Leave substantive law questions at the door in Mentor Connect and Mentor Express

We are often asked why we exclude mentees from asking substantive law questions in Mentor Connect and Mentor Express. There are several reasons including mentors’ limited time, resources and liability exposure. 

The Law Society created these mentorship programs for more junior lawyers to get insight and advice in areas such as professional conduct, career planning and practice development.

Should mentees need help with a file, AdvisorLink is available to deal with substantive law questions. AdvisorLink has advisors in a wide range of practice areas who are available to respond to questions in their area of practice.  

Bringing substantive law questions into discussions meant for mentorship raises other concerns as well.

Knowing there is often a file behind substantive law questions and that mentees will apply what they learn to those files, mentors would need to understand all the facts of the file before giving substantive legal advice. That level of investigation and understanding requires a significant investment of time, leaving less time to discuss topics better suited for mentoring.

Substantive law questions also require participants to perform a conflict check before proceeding with any mentoring and raises significant liability issues, exposing mentors to risk and potential claims. Also, permitting substantive law questions would lead the Law Society to insist that all mentors maintain liability insurance. If that happened, mentees would potentially lose access to many mentors who are exempt from the insurance requirement — retired and inactive lawyers, judges, Crown prosecutors and other government lawyers, in-house counsel and lawyers doing exclusively pro bono work.

Allowing substantive law questions could also compromise the willingness of lawyers without current knowledge of certain practice areas from signing up as mentors, for fear that they might stumble into being asked questions beyond their ability or comfort level.
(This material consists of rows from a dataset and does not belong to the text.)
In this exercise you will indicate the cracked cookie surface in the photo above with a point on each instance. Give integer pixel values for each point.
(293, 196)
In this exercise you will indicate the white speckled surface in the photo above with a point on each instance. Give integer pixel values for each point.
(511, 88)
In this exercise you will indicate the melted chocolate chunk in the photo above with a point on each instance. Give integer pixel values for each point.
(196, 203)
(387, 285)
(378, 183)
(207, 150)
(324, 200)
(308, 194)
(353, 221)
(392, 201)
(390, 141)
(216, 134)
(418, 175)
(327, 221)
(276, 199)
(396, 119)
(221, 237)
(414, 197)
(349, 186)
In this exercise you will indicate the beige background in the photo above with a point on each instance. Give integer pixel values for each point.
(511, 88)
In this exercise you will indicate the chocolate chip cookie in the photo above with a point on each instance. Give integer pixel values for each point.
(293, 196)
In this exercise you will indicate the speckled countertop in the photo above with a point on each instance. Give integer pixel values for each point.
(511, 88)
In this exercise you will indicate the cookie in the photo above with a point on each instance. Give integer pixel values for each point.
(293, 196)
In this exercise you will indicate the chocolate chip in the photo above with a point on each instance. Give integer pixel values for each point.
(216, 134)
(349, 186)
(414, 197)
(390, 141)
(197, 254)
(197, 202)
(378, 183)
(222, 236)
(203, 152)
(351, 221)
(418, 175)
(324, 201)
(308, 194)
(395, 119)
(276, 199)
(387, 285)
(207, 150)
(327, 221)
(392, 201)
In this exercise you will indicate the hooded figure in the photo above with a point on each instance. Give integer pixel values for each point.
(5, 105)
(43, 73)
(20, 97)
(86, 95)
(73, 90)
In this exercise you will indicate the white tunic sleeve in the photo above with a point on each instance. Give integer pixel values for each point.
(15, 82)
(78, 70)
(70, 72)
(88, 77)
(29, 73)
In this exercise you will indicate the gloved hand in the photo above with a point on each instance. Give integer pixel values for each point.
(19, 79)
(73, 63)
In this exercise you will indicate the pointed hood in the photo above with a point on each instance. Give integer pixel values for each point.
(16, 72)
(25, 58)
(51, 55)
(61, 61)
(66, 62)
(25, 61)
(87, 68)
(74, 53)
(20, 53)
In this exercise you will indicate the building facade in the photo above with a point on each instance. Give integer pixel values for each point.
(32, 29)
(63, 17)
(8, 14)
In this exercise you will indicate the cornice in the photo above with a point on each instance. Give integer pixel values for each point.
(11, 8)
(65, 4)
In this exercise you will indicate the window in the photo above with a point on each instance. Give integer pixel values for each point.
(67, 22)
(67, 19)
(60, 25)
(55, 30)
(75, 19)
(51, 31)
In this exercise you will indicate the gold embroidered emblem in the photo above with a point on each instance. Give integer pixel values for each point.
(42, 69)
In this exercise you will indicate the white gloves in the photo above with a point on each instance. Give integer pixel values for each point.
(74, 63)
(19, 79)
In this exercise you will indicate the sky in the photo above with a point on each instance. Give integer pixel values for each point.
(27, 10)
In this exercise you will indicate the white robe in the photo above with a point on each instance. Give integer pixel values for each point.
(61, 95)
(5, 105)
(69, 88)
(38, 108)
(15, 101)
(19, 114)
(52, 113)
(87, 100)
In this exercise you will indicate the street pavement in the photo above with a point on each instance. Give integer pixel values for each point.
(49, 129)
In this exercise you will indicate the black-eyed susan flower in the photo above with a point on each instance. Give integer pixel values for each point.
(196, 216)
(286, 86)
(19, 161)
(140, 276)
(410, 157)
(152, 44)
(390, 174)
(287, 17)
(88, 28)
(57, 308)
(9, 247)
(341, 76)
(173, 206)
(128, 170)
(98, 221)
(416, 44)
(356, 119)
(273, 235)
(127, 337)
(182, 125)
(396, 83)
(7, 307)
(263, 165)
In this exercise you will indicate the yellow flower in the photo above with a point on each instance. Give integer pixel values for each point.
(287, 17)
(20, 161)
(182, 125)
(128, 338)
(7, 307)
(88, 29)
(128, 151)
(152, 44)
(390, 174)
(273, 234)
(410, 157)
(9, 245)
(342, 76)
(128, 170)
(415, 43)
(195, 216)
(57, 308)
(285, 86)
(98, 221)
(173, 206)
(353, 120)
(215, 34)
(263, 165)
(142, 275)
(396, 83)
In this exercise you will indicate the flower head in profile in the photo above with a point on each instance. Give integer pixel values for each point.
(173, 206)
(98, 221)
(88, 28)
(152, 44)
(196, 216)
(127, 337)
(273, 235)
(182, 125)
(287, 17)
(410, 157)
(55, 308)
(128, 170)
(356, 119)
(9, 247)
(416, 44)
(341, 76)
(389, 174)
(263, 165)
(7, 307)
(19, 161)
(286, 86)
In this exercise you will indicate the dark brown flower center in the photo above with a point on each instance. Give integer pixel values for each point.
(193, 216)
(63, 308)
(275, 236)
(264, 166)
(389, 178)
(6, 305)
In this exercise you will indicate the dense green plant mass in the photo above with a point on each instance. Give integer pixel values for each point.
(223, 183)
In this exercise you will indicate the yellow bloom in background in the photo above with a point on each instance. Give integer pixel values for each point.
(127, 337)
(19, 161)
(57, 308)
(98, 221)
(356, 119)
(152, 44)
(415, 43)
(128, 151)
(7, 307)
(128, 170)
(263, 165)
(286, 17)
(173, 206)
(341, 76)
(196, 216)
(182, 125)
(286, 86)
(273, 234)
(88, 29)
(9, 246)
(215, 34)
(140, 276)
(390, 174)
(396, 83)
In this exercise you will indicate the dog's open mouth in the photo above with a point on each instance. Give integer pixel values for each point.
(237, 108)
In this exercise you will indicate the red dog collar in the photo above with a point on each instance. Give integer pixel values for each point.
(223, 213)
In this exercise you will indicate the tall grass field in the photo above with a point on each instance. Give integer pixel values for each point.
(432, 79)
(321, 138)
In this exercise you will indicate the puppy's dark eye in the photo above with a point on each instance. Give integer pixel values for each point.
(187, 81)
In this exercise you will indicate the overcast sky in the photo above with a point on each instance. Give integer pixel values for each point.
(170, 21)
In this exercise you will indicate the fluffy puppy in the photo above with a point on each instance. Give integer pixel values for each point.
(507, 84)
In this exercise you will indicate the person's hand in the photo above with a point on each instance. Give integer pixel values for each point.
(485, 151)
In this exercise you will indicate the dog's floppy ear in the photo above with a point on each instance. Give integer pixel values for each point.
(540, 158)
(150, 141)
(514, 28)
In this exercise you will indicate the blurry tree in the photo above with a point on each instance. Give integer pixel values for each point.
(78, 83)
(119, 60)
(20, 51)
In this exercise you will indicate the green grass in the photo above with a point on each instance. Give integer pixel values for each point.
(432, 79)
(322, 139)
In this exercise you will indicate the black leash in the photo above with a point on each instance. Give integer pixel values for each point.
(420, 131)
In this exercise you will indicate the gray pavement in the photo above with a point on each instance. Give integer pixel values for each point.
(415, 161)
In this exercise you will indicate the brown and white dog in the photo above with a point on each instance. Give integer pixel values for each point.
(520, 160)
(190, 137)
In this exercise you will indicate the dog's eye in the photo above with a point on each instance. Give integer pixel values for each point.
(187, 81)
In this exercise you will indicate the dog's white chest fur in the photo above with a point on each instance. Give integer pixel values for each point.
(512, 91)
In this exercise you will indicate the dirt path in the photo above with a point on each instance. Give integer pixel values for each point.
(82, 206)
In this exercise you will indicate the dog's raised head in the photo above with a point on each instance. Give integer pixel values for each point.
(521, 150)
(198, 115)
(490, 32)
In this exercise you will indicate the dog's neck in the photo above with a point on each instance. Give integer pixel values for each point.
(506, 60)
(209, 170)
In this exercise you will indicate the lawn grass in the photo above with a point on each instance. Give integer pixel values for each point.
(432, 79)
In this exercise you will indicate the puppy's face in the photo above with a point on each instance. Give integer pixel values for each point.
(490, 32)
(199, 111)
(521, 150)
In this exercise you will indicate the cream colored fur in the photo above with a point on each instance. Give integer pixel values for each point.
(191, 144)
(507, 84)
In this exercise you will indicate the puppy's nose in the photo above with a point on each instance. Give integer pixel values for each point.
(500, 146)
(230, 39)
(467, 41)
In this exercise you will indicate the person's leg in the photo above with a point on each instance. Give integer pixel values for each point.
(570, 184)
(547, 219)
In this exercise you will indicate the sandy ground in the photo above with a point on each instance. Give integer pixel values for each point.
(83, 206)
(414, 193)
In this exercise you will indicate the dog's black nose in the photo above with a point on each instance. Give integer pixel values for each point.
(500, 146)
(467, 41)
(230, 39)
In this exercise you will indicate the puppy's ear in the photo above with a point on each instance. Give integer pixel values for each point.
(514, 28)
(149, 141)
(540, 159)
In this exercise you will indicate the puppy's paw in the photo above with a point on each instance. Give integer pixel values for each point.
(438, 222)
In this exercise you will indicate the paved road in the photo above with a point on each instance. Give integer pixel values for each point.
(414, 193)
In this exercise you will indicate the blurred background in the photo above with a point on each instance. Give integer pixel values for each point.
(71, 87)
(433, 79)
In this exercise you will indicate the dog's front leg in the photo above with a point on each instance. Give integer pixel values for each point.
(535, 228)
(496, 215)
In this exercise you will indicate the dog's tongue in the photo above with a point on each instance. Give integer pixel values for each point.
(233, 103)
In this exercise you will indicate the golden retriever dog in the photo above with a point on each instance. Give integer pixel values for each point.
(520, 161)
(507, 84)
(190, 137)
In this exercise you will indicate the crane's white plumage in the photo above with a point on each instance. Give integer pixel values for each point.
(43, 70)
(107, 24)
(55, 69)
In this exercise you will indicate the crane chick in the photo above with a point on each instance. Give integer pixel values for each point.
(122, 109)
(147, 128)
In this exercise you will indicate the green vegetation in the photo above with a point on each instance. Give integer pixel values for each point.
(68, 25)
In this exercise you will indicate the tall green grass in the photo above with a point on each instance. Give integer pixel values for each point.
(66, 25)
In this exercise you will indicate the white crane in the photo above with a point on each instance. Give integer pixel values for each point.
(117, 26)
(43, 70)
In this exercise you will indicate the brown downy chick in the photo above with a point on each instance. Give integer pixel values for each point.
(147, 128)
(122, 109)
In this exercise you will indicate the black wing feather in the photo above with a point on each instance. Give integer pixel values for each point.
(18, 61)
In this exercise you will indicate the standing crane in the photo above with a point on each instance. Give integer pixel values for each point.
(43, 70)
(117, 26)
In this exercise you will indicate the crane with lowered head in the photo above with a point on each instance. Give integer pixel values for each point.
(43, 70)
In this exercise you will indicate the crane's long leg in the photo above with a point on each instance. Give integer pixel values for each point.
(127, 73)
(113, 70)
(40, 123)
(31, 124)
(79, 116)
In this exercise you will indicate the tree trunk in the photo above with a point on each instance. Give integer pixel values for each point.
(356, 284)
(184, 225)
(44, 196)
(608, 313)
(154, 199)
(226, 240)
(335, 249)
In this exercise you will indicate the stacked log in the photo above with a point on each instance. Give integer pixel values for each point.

Some will say that the answer is for mentors to simply use their discretion and ‘just say no,’ but this places an unfair and often unrealistic expectation on mentors who want to assist their mentees as much as possible. Mentors have volunteered because of a heartfelt desire to engage with their mentees, not to refuse to engage, and saying no will not always be comfortable or possible.

There are a myriad of other topics to explore in your mentoring relationship. A list of ideas is available in our Mentor Express and Mentor Connect Discussion Topics for Mentors and Mentees resources.